April 9, 2009
Dear Julie,
Sometimes it feels to me as if all of us connected to the Internet are like individual cells in an Earth-sized brain afflicted with ADHD. I'm not alone.
In the latest issue of The Sun magazine, a former senior editor of the Harvard Business Review argues that the Internet may be rewiring our brains to function in new ways, not all of them to our advantage. Nicholas Carr says the Internet may be eroding our ability to contemplate.
The mammoth amount of information only a click away is at once wonderful and overwhelming. Think about it. Does your brain on the Internet operate the same way it does when you sit down to read a book? No, your brain on the Internet jumps from one topic to another. Why? In part, Carr says, because Google and other search engines have trained it to.
In a previous Atlantic article titled "Is Google making us stupid?," Carr pointed out that how much money Google makes is based on how many ads we see and click on, sending us to other pages. Google is all about enabling us to gather as much information as possible as speedily as possible. Just like computers. When we slow down to read deeply, to think about it all, Google loses money.
This "tendency toward distraction," Carr believes, is changing how we think. He cites a study that found experienced web surfers had more activity in the decision-making parts of the brain while people who were not had primary activity in the centers of the brain that control memory, language and visual images. A few days on the web quickly altered the brain activity in the latter group.

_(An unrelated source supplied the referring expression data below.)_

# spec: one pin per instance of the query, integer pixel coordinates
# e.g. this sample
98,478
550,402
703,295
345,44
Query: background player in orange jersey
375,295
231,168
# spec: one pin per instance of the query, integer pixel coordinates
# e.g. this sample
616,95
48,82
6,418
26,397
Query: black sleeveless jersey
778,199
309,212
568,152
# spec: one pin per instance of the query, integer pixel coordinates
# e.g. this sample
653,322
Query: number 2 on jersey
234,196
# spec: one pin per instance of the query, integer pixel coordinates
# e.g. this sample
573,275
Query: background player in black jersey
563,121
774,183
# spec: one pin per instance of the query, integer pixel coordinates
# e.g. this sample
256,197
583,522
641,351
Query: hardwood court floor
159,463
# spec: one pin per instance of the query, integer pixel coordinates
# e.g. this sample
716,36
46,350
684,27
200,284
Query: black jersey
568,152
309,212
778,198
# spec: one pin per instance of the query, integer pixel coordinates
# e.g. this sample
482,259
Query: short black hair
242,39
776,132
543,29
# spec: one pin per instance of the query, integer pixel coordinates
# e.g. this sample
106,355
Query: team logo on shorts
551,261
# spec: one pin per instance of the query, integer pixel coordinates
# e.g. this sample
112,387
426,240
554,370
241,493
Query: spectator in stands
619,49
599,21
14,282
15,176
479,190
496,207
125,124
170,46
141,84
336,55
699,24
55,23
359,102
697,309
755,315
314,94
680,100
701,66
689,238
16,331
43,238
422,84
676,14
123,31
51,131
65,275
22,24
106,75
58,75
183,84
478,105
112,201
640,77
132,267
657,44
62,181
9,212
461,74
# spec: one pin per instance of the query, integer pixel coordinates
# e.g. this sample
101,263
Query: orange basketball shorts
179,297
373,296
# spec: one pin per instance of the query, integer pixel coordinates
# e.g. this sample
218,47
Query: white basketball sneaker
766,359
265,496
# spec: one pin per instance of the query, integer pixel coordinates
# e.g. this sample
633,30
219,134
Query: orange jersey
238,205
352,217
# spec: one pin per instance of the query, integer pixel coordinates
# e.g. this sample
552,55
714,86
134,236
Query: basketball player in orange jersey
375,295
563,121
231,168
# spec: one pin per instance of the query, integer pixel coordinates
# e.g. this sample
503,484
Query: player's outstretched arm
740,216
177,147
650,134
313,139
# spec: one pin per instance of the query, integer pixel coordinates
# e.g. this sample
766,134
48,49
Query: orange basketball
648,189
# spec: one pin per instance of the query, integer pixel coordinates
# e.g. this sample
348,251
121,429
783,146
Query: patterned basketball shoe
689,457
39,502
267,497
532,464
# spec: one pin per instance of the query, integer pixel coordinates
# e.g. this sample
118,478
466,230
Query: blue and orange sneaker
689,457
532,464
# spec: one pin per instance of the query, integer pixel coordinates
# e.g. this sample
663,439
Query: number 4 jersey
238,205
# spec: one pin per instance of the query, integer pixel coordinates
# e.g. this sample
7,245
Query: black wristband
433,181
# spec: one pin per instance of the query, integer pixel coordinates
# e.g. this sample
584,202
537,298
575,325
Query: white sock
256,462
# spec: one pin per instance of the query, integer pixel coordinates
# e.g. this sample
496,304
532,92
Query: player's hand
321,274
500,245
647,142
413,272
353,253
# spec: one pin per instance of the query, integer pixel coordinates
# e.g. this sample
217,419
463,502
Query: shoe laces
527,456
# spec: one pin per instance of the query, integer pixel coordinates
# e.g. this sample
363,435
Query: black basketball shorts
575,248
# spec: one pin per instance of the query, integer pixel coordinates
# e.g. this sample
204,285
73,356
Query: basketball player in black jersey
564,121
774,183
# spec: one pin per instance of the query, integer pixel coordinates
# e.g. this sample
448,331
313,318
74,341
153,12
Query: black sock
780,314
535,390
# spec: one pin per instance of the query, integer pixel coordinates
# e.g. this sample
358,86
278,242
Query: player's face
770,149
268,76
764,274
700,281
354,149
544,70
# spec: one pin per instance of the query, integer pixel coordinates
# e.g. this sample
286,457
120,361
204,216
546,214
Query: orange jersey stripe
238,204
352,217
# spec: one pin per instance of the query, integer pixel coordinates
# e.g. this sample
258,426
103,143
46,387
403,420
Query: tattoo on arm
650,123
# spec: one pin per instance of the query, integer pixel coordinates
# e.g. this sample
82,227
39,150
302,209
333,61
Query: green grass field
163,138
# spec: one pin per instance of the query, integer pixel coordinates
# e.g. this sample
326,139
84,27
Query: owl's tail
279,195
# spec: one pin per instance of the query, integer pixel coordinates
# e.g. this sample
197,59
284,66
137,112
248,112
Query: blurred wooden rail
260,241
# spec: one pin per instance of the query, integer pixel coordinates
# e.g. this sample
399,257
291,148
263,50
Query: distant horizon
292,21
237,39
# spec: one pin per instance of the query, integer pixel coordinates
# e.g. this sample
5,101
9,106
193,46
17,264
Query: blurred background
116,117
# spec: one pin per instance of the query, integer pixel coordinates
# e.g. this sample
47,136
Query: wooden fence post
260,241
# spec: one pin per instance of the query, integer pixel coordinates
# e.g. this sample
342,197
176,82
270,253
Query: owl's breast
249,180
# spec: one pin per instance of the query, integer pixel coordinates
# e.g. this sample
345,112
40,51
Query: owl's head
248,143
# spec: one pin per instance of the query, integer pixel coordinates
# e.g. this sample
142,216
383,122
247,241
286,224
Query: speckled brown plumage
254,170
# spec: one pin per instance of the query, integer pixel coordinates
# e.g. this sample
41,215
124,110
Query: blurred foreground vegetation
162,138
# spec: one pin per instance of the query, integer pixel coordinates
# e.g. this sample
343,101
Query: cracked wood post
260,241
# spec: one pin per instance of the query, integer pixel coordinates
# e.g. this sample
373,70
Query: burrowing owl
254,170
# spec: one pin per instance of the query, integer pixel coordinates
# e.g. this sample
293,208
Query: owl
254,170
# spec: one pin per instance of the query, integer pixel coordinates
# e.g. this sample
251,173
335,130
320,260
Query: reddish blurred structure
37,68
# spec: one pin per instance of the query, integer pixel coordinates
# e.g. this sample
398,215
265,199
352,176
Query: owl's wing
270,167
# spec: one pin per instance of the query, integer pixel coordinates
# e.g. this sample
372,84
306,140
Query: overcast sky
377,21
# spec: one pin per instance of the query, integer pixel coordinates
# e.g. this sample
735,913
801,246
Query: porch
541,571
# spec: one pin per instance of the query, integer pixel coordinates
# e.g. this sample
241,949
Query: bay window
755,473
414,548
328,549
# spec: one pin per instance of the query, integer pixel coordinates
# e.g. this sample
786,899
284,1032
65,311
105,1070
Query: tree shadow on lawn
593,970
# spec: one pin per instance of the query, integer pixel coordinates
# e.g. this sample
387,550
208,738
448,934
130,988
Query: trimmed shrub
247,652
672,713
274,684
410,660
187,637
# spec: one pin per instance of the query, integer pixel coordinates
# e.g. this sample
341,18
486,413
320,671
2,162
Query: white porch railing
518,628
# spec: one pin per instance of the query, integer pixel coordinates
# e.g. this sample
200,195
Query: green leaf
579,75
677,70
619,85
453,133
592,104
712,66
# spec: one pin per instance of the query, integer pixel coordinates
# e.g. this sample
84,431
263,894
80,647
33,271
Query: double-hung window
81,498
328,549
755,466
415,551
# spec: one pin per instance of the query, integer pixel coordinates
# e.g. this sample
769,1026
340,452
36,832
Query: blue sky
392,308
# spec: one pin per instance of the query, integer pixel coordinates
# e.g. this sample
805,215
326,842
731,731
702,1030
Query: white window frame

Part of me says, This plane left the airport decades ago. Although the ultimate destination is unknown, this is where we're going, Another part of me, the part that has spent hours happily staring out at the Pacific Ocean, that has swum in the sea of meditation, wonders if developing minds that work more like computers means we forfeit something too, perhaps wonder itself.
Is the Internet merely a remarkable tool or are we, in ways we don't yet comprehend, being shaped by the medium itself? Marshall McLuhan, whatcha doin'?
Anyone who has learned to play a musical instrument or has acquired any new ability knows that we get whatever we concentrate on. The more we concentrate, the more we get. It seems reasonable that concentrating on moving from one piece of information to another could make it more difficult to concentrate on what those pieces of information mean to us.
If I may have your undivided attention: We must do what we can to keep these regions that make us human from being neglected. Read books, spend more time in the real world and less time in the virtual one.
Earlier this week at a Cape Girardeau pharmacy, a young worker filling orders wore a T-shirt labeling her "Easily Distracted." The elderly customers waiting for prescriptions hid their amusement well.
Love, Sam
Sam Blackwell is a former reporter for the Southeast Missourian.